The proximate composition of microalgae can have a major influence on the biogas productivity. For instance, lipid and protein play an important role in anaerobic digestion as they breakdown during the hydrolysis stage (Chen et al. 2008). High protein concentrations lead to the formation of ammonia compounds within the digester (Chen et al. 2008; McCarty 1964). Ammonia is produced from the bio­logical breakdown of nitrogenous matter (i. e. protein). High concentrations of ammonia being formed within the digester can lead to inhibition of the bacterial community (Buswell and Boruff 1932). Ammonia toxicity has been shown to affect the methanogenic bacteria in two separate ways. The first is by the ammonium ion directly inhibiting the methane synthesising enzyme. The second is by the hydro­phobic ammonia nitrogen (NH3-N) molecule diffusing passively into the bacterial cell causing an imbalance and/or a potassium deficiency within the microbial cell (Kayhanian 1999; Sialve et al. 2009; Ward et al. 2014).
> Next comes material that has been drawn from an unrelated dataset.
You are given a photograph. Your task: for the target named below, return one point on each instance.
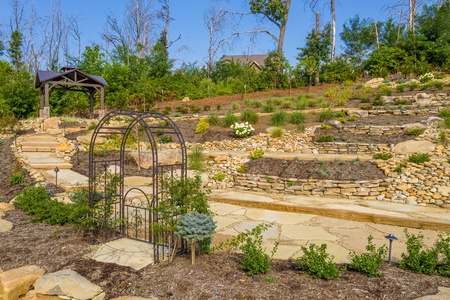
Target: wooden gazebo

Furthermore, NH3-N in the gaseous form has been shown to be more toxic at lower concentrations than the aqueous ionised form (McCarty 1964). Ammonia is extremely toxic at levels above 3000 mg/L and can be moderately inhibitory at level of 1500-3000 mg/L (McCarty 1964). On the other hand, maintaining NH3-N concentrations between 50 and 200 mg/L have been shown to be beneficial for the bacterial population as ammonia nitrogen is an essential nutrient required by the microbial community (Parkin and Owen 1986). As the utilisation of volatile fatty acids must balance the production of volatile fatty acids by hydrolytic and acetogenic bacteria to maintain digester sta­bility, efficient digester performance is therefore dependant on maintaining the

NH3-N concentration below the inhibitory limits for all associated anaerobic digestion bacteria (McCarty 1964; Ward et al. 2014).